The plane crash Saturday morning killed all 224 people aboard Kogalymavia Flight 9268 and left debris strewn across a remote area of a region plagued by a violent Islamic insurgency.
"Disintegration of the fuselage took place in the air, and the fragments are scattered around a large area (about 20 square kilometers)," Viktor Sorochenko, executive director of Russia's Interstate Aviation Committee, told journalists, according to reports.
Footage from the scene showed mangled wreckage and piles of belongings from the plane spilled over a largely flat, barren landscape.
Learning that the plane broke into pieces while in the air helps narrow down what could have caused the crash, but there are still plenty of possibilities, one expert said Sunday.
"It narrows it down a little bit, but there are a number of issues that could have affected this plane," said Peter Goelz, a CNN aviation analyst and former managing director of the U.S. National Transportation Safety Board. "And terrorism has not been ruled out.

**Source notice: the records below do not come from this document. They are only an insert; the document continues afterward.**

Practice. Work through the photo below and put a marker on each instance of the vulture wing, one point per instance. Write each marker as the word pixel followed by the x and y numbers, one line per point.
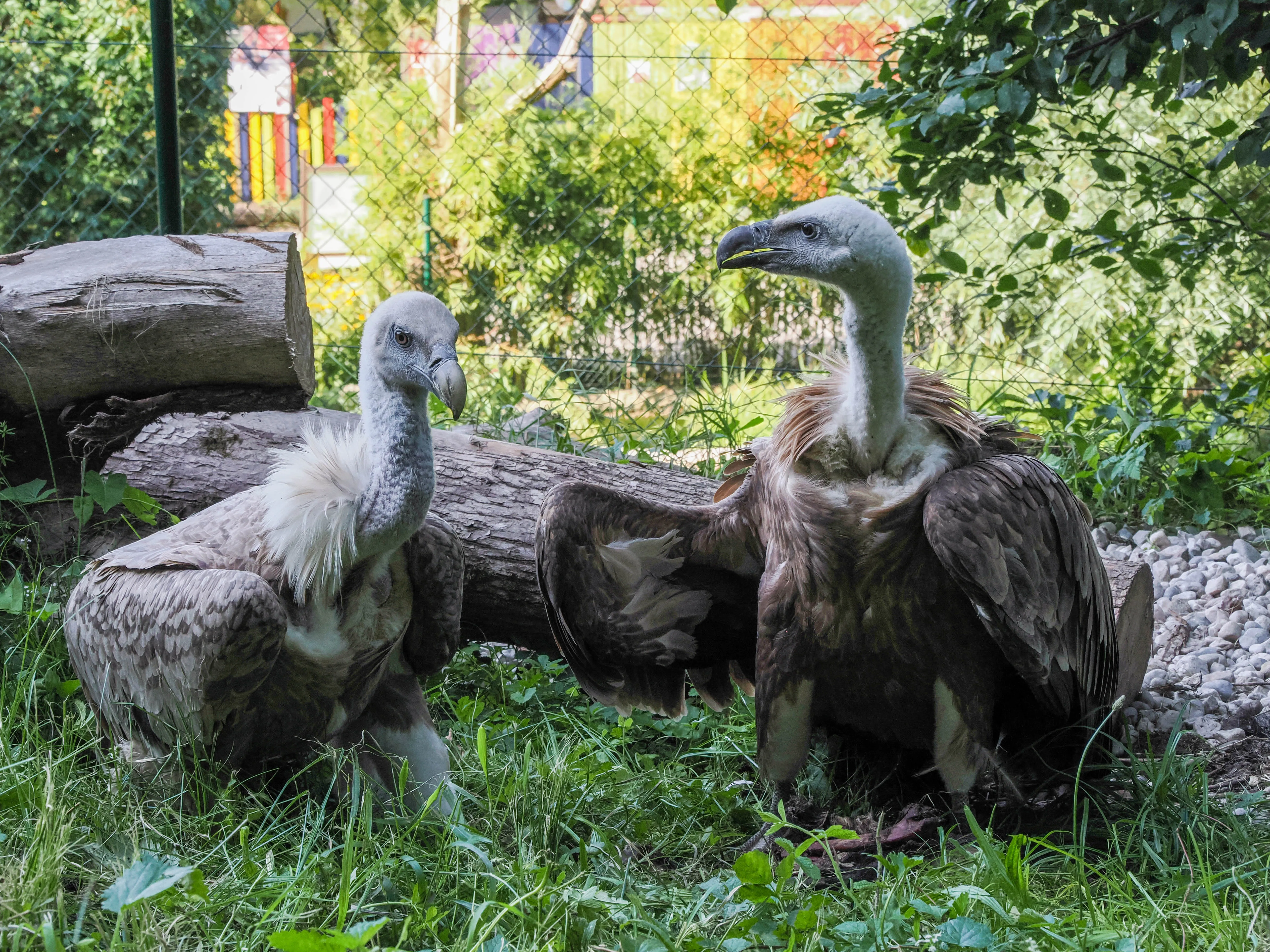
pixel 638 593
pixel 1015 539
pixel 172 634
pixel 435 561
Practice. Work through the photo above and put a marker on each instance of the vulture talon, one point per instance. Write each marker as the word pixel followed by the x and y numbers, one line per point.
pixel 305 610
pixel 890 561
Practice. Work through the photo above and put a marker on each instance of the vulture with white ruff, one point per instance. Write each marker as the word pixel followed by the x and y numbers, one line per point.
pixel 303 611
pixel 887 564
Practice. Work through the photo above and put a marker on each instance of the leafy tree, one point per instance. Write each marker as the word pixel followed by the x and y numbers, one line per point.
pixel 1004 93
pixel 77 148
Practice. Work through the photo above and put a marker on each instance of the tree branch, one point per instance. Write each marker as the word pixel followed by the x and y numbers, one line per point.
pixel 561 67
pixel 1112 37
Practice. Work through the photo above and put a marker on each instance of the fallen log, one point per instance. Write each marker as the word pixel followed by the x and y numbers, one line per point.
pixel 107 336
pixel 491 493
pixel 488 490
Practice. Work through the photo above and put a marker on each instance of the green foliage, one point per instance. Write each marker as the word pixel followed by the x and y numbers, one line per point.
pixel 149 876
pixel 1161 459
pixel 558 233
pixel 107 493
pixel 77 146
pixel 334 941
pixel 1024 95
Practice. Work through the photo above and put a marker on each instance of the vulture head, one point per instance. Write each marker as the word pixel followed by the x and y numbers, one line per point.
pixel 836 242
pixel 408 346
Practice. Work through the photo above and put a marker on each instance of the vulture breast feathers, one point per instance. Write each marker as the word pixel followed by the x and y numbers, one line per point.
pixel 949 598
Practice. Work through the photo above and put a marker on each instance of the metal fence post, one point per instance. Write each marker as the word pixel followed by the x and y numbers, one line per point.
pixel 427 243
pixel 163 59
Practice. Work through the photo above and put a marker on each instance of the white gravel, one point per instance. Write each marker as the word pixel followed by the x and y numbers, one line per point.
pixel 1211 652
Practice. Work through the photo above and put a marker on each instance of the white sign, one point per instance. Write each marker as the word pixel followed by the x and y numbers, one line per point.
pixel 261 70
pixel 336 215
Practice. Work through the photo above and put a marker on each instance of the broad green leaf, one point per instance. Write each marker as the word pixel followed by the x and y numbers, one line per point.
pixel 109 492
pixel 142 504
pixel 27 493
pixel 113 490
pixel 1013 99
pixel 83 508
pixel 1147 268
pixel 953 105
pixel 147 878
pixel 12 596
pixel 1108 172
pixel 966 933
pixel 314 941
pixel 841 833
pixel 1056 206
pixel 1105 226
pixel 754 869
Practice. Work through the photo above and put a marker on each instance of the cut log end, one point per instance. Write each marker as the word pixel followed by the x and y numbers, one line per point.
pixel 1132 595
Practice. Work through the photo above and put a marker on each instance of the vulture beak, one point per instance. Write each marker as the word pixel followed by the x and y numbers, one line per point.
pixel 747 247
pixel 449 384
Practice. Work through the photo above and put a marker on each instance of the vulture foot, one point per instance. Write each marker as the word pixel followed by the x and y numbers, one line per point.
pixel 916 821
pixel 398 748
pixel 762 841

"It could have been some sort of catastrophic failure, perhaps caused by an earlier maintenance problem. It could have been a center fuel tank that might have exploded. They're going to have to go back through the entire maintenance history of this plane to see whether all the corrections and repairs that had been ordered have been done."
According to the Aviation Safety Network, which tracks aviation incidents, the same plane's tail struck a runway while landing in Cairo in 2001 and required repair. At the time, the aircraft was operated by another carrier.
While authorities investigated what caused Saturday's crash, mourners paid their respects to victims at a makeshift memorial Sunday at Pulkovo Airport in St. Petersburg, where the aircraft was supposed to have ended its journey.
Early Monday, a Russian plane carrying the remains of 144 of the crash victims landed in St. Petersburg, Russia's state-run news agency RIA Novosti reported. Russian officials had previously said that as many as 162 bodies were on the plane repatriating the remains.